Read & Burn: A Book About Wire starts with a list:
This book was not read, vetted, or approved by Wire…
This book is not a biography of Wire…
This book is about the band-members’ solo project
This book does not forensically dissect each of Wire’s albums This book does not mention every Wire song…
This book does not provide a complete discography…
This book does not compile or comprehensively analyze press coverage
It’s an odd way of kicking things off, and it may leave the reader wondering—what didn’t author Wilson Neate rule out? Perhaps the book contains a series of haikus based on Wire song titles? Or maybe a two-man play using Wire’s lyrics as dialogue—one actor does his laundry, repeating the phrase, “I’ve got you in a corner,” while the other actor softly mumbles “Next week will fix your problems” (both lines from Wire’s debut album).
But Read & Burn contains no haiku, no playwriting. Neate—who also crafted the 33 1/3 series’ entry on Wire’s first album—combines most of the things that he says his book is not…into what it is, a detailed and straightforward examination of the men in the band Wire and the music they made. There’s some biography, some forensics, a lot of songs, plenty of discography, interviews and a generous helping of press coverage.
English art school boys Colin Newman, Bruce Gilbert, Robert Grey and Graham Lewis released their debut full-length as Wire in 1977, not long after punk exploded in England with the Sex Pistols and The Clash. The group’s first three albums attracted many admirers, on both sides of the Atlantic: Big Black, REM, Throbbing Gristle, My Bloody Valentine, Minutemen (whose Mike Watt wrote this book’s foreword) and Elastica have all covered Wire songs or vocalized appreciation for the band.
The critic Sasha Frere-Jones even went so far as to write that, “[i]f art-pop is a thing (probable) and the Beatles invented it (pretty sure), then Wire did it better. . . than anybody,” which is of course a ludicrously provocative statement. But the band has many dedicated fans—probably the target audience for Neate’s opening barrage of disavowals.
According to Wire’s own Newman, the band’s debut album attempted “to give punk rock a good kicking.” Or as Lewis notes, the record operated “against what exists.” What Wire set out to be against included the bluesy, R&B base of rock, as well as its “cheerfulness and looseness.” Also, the group wanted to demonstrate that punk had (already in 1977) stagnated and solidified into a restrictive orthodoxy, instead of functioning as a force that spurred innovation and experimentation.

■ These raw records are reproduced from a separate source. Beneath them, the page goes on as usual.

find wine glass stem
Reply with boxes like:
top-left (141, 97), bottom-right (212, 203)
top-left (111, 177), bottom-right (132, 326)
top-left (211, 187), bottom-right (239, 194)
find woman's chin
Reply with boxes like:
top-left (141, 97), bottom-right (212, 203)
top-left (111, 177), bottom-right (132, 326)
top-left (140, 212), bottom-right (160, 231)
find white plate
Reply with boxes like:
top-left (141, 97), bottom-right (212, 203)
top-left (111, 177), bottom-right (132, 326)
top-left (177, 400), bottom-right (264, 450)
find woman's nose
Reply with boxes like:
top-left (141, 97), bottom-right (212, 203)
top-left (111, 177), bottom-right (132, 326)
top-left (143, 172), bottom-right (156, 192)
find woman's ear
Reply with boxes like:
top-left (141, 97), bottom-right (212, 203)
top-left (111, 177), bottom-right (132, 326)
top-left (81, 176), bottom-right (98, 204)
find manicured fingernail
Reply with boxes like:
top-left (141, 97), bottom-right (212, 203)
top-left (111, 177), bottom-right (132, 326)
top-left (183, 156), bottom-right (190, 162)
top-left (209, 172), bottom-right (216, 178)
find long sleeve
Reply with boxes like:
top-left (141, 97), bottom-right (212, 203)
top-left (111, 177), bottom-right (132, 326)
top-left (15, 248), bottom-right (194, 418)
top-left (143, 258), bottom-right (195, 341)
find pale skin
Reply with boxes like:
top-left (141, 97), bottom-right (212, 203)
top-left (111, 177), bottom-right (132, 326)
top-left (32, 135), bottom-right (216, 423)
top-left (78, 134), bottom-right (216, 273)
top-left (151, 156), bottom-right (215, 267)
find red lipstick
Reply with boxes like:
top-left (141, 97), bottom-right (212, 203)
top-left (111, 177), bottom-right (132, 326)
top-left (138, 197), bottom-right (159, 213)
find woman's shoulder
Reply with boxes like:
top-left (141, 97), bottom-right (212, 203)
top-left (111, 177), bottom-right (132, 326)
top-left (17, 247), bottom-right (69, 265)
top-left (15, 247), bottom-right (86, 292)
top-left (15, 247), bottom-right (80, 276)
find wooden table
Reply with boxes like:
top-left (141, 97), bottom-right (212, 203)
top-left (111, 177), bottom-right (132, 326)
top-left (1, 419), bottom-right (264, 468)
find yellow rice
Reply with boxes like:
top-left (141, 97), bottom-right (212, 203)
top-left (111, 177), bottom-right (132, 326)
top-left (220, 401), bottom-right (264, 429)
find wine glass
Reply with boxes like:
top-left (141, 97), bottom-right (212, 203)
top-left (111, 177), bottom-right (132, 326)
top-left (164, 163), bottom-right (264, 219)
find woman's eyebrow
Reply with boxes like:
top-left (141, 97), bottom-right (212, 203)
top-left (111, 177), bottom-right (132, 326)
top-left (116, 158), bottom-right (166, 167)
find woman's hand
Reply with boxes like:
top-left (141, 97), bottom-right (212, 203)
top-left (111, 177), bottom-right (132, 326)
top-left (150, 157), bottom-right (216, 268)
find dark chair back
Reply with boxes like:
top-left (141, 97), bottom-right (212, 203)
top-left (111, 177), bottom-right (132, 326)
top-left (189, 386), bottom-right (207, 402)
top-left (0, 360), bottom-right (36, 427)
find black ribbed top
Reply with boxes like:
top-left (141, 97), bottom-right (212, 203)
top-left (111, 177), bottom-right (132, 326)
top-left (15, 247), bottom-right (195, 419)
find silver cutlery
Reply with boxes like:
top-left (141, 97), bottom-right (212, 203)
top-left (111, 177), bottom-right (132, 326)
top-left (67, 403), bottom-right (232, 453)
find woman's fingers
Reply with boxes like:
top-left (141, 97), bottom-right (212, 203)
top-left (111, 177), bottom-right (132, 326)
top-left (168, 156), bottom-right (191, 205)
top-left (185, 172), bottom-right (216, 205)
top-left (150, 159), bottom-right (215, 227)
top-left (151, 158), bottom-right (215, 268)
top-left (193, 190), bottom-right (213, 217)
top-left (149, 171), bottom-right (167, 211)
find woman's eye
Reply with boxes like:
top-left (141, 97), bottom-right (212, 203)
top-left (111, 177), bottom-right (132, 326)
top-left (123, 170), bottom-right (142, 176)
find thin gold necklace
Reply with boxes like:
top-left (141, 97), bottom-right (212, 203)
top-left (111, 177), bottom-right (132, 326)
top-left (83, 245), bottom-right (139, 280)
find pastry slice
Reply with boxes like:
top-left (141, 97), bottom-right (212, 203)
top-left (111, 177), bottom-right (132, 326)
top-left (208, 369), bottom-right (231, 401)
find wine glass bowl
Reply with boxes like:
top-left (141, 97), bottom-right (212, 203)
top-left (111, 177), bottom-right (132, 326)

Although Neate points out (again and again and again) that Wire still used punk’s language at this point in its career, Pink Flag worked to cut away any extraneous elements from music. “No solos; no decoration; when the words run out, it stops; we don’t chorus out; no rocking out; keep it to the point; no Americanisms.” The album’s a streamlined series of short, sharp, guitar-driven tracks, full of points, dots, dashes and fuzz.
The band made its next two albums different. For the second, Chairs Missing, “‘[t]here was a definite shift of emphasis to slightly stranger areas. . . using effects rather than thrashing away’” and using the studio itself to warp and manipulate instruments, leaving behind the bare-bones rock lineup and uncaging its sound. “Keyboards were used to create atmosphere” and “to get beyond the limitations of guitars.” Songs came “slower and more developed.”